It's also not clear how many units are already empty, though Michael Fridman guesses the building is at least “half-empty.”
The building went on the market for $5.8 million last year before selling in January for $8.4 million, according to property listings that also say the building was sold “as-is … subject to existing Tenant's [sic] rights.”
The owner, Yue Yue LLC, is managed by a man named Edmund Jin, according to property records.
Messages left at Jin's Fremont home and with his San Francisco attorney, Paul Utrecht, were not immediately returned this week.
On the couple's lease is a sentence that says the building can't be used for residences. However, that line is crossed out, and the lease also has an appendix authored by the former owner — a charitable trust with a mission to rent to artists (Michael is a sculptor) — that specifically allows for the couple to live in their unit.
And according to documents discovered by the couple, the building has always had tenants in residential apartments.
Original planning maps describe the building as apartments. A building permit from 1946 and a certificate of occupancy from 1947 chronicle a conversion to “offices and stores,” a fact that the landlord's attorney is seizing upon as grounds for eviction, according to an October letter.
However, it appears residential apartments always remained. Building permits issued at the property in the 1980s reference apartments and offices, according to records.

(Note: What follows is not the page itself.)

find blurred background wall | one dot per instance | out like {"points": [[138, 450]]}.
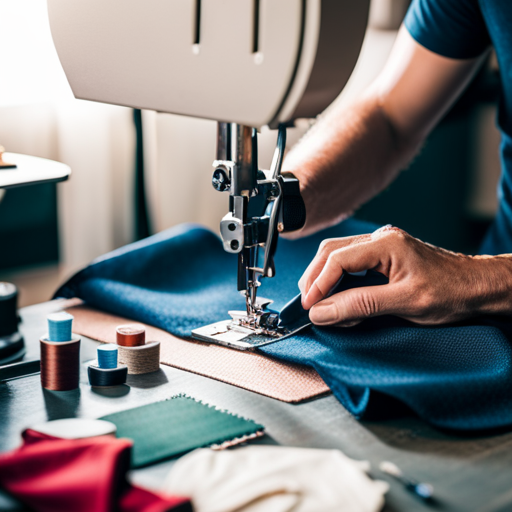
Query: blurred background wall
{"points": [[447, 196]]}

The City may intervene and make a determination — the Department of Building Inspection is “investigating” the nature of the building, a spokesman said — but in the meantime, the episode may spell trouble for residents of other mixed-use buildings without solid documentation.

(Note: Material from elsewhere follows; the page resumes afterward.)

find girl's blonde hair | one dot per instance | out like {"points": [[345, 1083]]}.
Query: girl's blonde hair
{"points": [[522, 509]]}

Commercial space is at a premium as well as residential space. If the landlord is successful in emptying this mixed-use building of its tenants, it could serve as a blueprint other building owners might follow, advocates say.
“If we didn't have a strong commercial rental economy now with the tech boom, this wouldn't be happening,” Collier said. “It's not fair and it's not right.”
Since the ouster is not even an Ellis Act eviction — which would prohibit the unit being rented again for five years — if the tenants lose, they receive no financial compensation.
“This [eviction] is not unusual … this is a sickness in The City,” Michael Fridman said. “But how many other people live in buildings like ours?”
Galina Fridman offers an answer, and a warning: “All of Van Ness Avenue.”